|I used fresh Scandinavian Cod|
Anjum's New Indian by Anjum Anand. Is just what I needed. A real challenge in the kitchen. A chance to track down hard to find spices, and to really make something authentically Indian. We love Indian food. We try to get out a couple of times a year to our favorite restaurant in Göteborg, but now that I have my new cookbook. I can cook all year round. I ordered most of my spices from the internet and for my Swedish readers you can go to www.kryddlandet.se or your local Indian supermarket to find many of the essential spices you will need to cook Indian food.
I enjoyed this cookbook very much. For the beginner Indian food cook this is a great cookbook to introduce into your library. Anjjum makes her recipes easy to read, with well thought out cooking directions. I find her books to be really tailored to the "at home cook". It is a lovely book filled with great stories of her personal cooking journey through friends, and family. I have to admit, you need to have time to cook Indian food. It is that time that makes all the difference.Go out and pick yourself up a copy. You will not be disappointed.

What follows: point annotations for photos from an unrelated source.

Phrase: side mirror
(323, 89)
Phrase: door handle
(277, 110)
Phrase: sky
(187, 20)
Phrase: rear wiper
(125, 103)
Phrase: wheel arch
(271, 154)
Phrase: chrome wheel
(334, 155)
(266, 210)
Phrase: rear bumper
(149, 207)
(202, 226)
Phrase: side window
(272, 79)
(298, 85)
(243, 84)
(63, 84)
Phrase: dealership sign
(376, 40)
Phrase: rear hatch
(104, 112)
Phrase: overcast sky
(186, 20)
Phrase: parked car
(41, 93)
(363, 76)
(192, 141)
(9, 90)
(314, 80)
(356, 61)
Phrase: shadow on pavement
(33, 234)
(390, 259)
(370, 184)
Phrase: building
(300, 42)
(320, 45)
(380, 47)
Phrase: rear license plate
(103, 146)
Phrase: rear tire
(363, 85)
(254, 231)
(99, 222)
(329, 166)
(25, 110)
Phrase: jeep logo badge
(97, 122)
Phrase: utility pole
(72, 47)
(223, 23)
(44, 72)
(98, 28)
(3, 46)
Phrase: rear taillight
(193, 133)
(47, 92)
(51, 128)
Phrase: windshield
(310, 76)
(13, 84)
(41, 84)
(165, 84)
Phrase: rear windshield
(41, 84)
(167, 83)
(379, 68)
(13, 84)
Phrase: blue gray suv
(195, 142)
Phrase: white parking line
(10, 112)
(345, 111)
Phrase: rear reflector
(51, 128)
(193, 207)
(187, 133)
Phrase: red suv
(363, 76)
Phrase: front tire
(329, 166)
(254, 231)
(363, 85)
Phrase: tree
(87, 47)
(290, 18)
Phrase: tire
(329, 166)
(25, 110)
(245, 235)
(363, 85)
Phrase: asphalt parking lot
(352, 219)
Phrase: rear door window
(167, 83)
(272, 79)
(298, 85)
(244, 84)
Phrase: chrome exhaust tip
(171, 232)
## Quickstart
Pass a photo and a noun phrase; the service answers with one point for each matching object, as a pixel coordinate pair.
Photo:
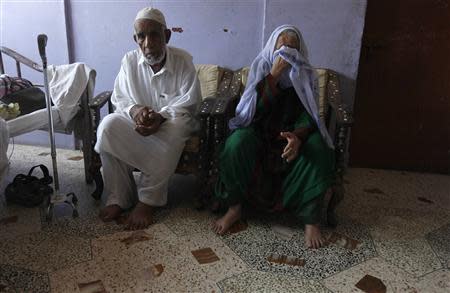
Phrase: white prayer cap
(152, 14)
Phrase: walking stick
(56, 198)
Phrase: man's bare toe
(110, 213)
(140, 218)
(313, 237)
(231, 216)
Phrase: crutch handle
(42, 42)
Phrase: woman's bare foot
(140, 218)
(313, 237)
(110, 213)
(231, 216)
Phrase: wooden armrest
(344, 116)
(100, 100)
(21, 59)
(206, 106)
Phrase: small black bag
(30, 99)
(28, 190)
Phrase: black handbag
(28, 190)
(29, 99)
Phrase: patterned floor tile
(435, 282)
(254, 281)
(113, 253)
(13, 279)
(228, 264)
(15, 221)
(44, 251)
(413, 255)
(440, 242)
(187, 221)
(259, 241)
(407, 188)
(85, 227)
(397, 224)
(395, 279)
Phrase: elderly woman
(279, 155)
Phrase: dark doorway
(402, 104)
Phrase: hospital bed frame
(84, 123)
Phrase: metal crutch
(56, 198)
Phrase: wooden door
(402, 103)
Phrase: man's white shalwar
(174, 92)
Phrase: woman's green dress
(252, 171)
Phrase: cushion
(209, 76)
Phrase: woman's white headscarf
(301, 75)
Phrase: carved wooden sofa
(221, 89)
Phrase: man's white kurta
(174, 92)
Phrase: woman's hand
(278, 67)
(292, 148)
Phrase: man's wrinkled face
(151, 38)
(288, 40)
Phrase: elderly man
(155, 96)
(280, 155)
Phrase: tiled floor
(399, 223)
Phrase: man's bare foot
(313, 237)
(231, 216)
(140, 218)
(110, 213)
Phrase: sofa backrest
(212, 78)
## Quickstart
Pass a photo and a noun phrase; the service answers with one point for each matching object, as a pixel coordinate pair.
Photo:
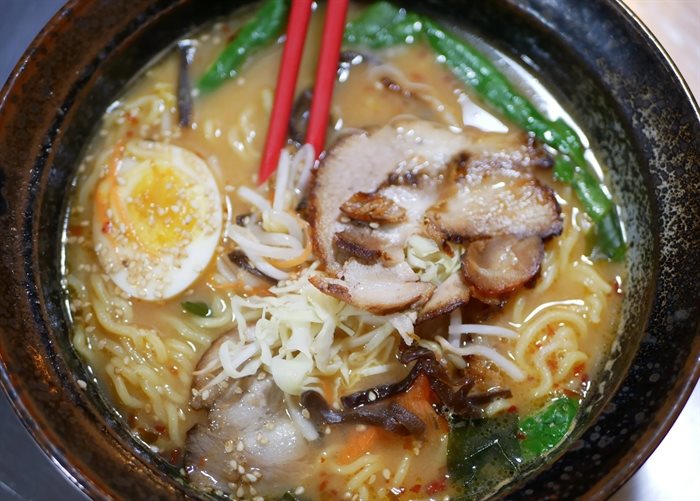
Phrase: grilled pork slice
(362, 163)
(247, 441)
(448, 296)
(376, 288)
(499, 265)
(496, 202)
(373, 208)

CREAMY NORTH INDIAN FISH CURRY
5 tbsp vegetable oil
2 black cardamom pods
5cm piece of cinnamon stick
1 small-medium onion,peeled and chopped
5 large cloves of garlic, peeled
10 g fresh ginger, peeled'1-2 green chillies, left whole but pricked with the tip of a knife
½ tsp turmeric
|frying the whole spices|
1 rounded tsp ground coriander
1½ tsp garam masala
½ tsp freshly ground black pepper
salt to taste
4 medium tomatoes, pureed
50 g cashew nuts, made into a paste with some water
500g fresh steaks or fillets cut into chunks
handful fresh coriander,leaves and stalks, chopped
NOTE: I pureed the tomatoes first and set aside, as well I pureed the garlic and the ginger paste and the cashew paste, before starting the cooking process. It makes it much easier to pre-measure everything as Indian cooking is a lot of steps.
Heat oil in a large non stick saucepan. Add the whole spices and fry for 20 seconds.Add the onion and cook until golden. Meanwhile, using your handheld blender, make a paste of the garlic and ginger with about 50ml of water. Add this to the pan with the green chilies and cook until the oil comes out, around 4-5 minutes, stirring as it gets thicker.